V: Em seu livro, você lembra do episódio em que foi assediada por Robin Thicke durante a gravação do videoclipe Blurred Lines. Como você se sentiu revelando isso ao mundo?
ER:
Esta é uma parte da minha complicada trajetória com a moda, e foi vazada para a imprensa sem o contexto do livro. As pessoas passaram a falar: “Nossa, ela se pronunciou sobre este assunto”. Mas esta não era minha intenção, queria que as pessoas lessem o que escrevi para que entendessem que eu estava falando sobre a dinâmica de poder entre homens e mulheres. Algumas pessoas bem intencionadas até me elogiaram por ter “quebrado o silêncio”, mas eu sempre dizia: “Você nem chegou a ler…” [risos]. Na verdade, eu nem tinha certeza se queria incluir essa experiência no livro porque sabia que acabaria virando manchete, mas acredito que, com o contexto, as pessoas irão entender porque decidi adicioná-lo.
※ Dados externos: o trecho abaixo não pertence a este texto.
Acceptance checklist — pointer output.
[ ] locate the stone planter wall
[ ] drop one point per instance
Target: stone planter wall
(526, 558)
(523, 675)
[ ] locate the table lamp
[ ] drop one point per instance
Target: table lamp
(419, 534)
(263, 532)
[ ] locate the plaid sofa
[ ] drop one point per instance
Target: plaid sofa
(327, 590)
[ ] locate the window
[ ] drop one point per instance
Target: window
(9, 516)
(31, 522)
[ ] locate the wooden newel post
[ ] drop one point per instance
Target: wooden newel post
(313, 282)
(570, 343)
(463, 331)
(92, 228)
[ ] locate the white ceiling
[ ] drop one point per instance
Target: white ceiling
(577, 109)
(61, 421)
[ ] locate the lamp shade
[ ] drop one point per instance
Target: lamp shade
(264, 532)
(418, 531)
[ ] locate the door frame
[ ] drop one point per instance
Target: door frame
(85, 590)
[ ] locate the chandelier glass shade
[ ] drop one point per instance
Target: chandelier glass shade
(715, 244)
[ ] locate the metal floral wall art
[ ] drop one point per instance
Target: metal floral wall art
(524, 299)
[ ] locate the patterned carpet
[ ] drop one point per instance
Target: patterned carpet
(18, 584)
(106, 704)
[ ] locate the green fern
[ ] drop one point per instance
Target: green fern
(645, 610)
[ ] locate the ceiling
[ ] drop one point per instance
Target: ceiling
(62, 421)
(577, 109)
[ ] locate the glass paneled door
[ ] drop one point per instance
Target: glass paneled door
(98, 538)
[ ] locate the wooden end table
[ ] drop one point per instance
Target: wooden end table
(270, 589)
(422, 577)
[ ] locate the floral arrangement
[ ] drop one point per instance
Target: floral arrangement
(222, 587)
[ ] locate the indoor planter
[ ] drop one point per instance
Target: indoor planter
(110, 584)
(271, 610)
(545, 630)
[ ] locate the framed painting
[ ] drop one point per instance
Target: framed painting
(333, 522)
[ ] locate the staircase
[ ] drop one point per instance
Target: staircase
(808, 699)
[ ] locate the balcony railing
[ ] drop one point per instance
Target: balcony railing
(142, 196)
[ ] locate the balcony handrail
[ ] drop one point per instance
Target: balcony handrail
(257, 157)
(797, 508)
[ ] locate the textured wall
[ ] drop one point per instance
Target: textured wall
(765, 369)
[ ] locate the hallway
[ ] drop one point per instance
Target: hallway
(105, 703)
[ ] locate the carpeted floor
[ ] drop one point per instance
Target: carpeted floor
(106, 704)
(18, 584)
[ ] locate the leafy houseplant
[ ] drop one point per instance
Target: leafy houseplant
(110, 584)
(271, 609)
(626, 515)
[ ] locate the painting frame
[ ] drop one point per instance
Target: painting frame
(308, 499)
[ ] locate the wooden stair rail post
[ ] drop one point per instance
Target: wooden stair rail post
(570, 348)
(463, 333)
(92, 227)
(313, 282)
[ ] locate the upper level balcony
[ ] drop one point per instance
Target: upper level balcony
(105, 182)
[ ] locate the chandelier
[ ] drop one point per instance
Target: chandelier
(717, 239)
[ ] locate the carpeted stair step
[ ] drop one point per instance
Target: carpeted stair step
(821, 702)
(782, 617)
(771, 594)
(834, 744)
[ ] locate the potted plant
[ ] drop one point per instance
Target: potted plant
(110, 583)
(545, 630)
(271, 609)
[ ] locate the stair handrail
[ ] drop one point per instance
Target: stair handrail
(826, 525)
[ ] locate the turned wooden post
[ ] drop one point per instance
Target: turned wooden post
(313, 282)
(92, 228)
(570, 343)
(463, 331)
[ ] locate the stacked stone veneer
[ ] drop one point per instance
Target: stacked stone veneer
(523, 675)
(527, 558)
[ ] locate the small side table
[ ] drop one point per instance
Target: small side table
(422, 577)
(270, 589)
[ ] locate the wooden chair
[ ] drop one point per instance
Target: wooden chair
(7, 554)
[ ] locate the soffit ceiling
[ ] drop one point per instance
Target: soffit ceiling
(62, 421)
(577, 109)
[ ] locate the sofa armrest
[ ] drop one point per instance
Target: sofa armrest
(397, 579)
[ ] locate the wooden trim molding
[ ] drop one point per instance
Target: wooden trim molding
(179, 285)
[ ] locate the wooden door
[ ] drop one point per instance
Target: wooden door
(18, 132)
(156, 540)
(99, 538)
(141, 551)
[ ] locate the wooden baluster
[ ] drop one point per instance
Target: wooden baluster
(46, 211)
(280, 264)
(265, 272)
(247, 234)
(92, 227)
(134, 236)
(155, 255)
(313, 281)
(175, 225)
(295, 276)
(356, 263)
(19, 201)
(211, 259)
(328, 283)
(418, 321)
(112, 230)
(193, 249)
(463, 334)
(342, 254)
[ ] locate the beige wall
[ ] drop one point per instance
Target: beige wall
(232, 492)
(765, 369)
V: Em entrevista à “British Vogue”, você afirmou ter mais interesse em fazer perguntas em relação ao feminismo do que dar respostas prontas. Em um mundo tão polarizado, no qual a cultura do cancelamento é tão disseminada, não é tão comum haver pessoas interessadas em analisar as situações em vez de simplesmente se posicionar de um lado.
ER:
Na nossa cultura, costumamos dividir as coisas e as pessoas em duas categorias: boas e más. Se fosse assim, a vida seria mais fácil, mas a realidade é que ela é mais complicada do que isso. Por isso, eu estou mais interessada em fazer perguntas e revelar dinâmicas de poder em vez de acusar uma pessoa de ter feito algo errado. Meu objetivo é mostrar que muitas circunstâncias influenciam a forma como estas situações se desenvolvem. Eu nem penso tanto assim sobre este fato em particular, para mim, a ideia do livro é ilustrar a experiência de uma mulher que passou por este tipo de experiência no ambiente de trabalho e como a aparência dela está conectada com o que aconteceu.

V: As mulheres brasileiras, assim como você, têm uma imagem muito sexualizada internacionalmente. Como você lidou com isso quando era mais nova?
ER:
Quando estava no Ensino Fundamental II tinha vezes em que queria usar uma roupa mais sexy. Estava descobrindo como me sentia ao receber atenção dos meninos. Na época, eu pensava comigo mesma: “Bom, vou sexualizar a mim mesma porque, pelo menos, estarei no controle e terei sucesso dessa forma”. Sim, o controle proporciona algo, mas não me protegeu e não fez com que eu me sentisse realizada. Eu não sentia que, de fato, tinha poder. Quando olho para a menina que eu era com vinte e poucos anos eu me pergunto: “Você achava que estava no controle, mas você se sentiu tão bem assim? Foi tão maravilhoso?” Esse é o insight que eu quero provocar nas meninas mais jovens. Você sente que está vencendo, mas, no fim, vem um alto custo porque você acaba sendo avaliada somente pela sua aparência. E como fica seu respeito próprio?

V: E agora, depois do sucesso de seu primeiro livro, existe a possibilidade de você escrever outro?
ER:
Eu gostaria, ainda não comecei. Mas gostaria, sim.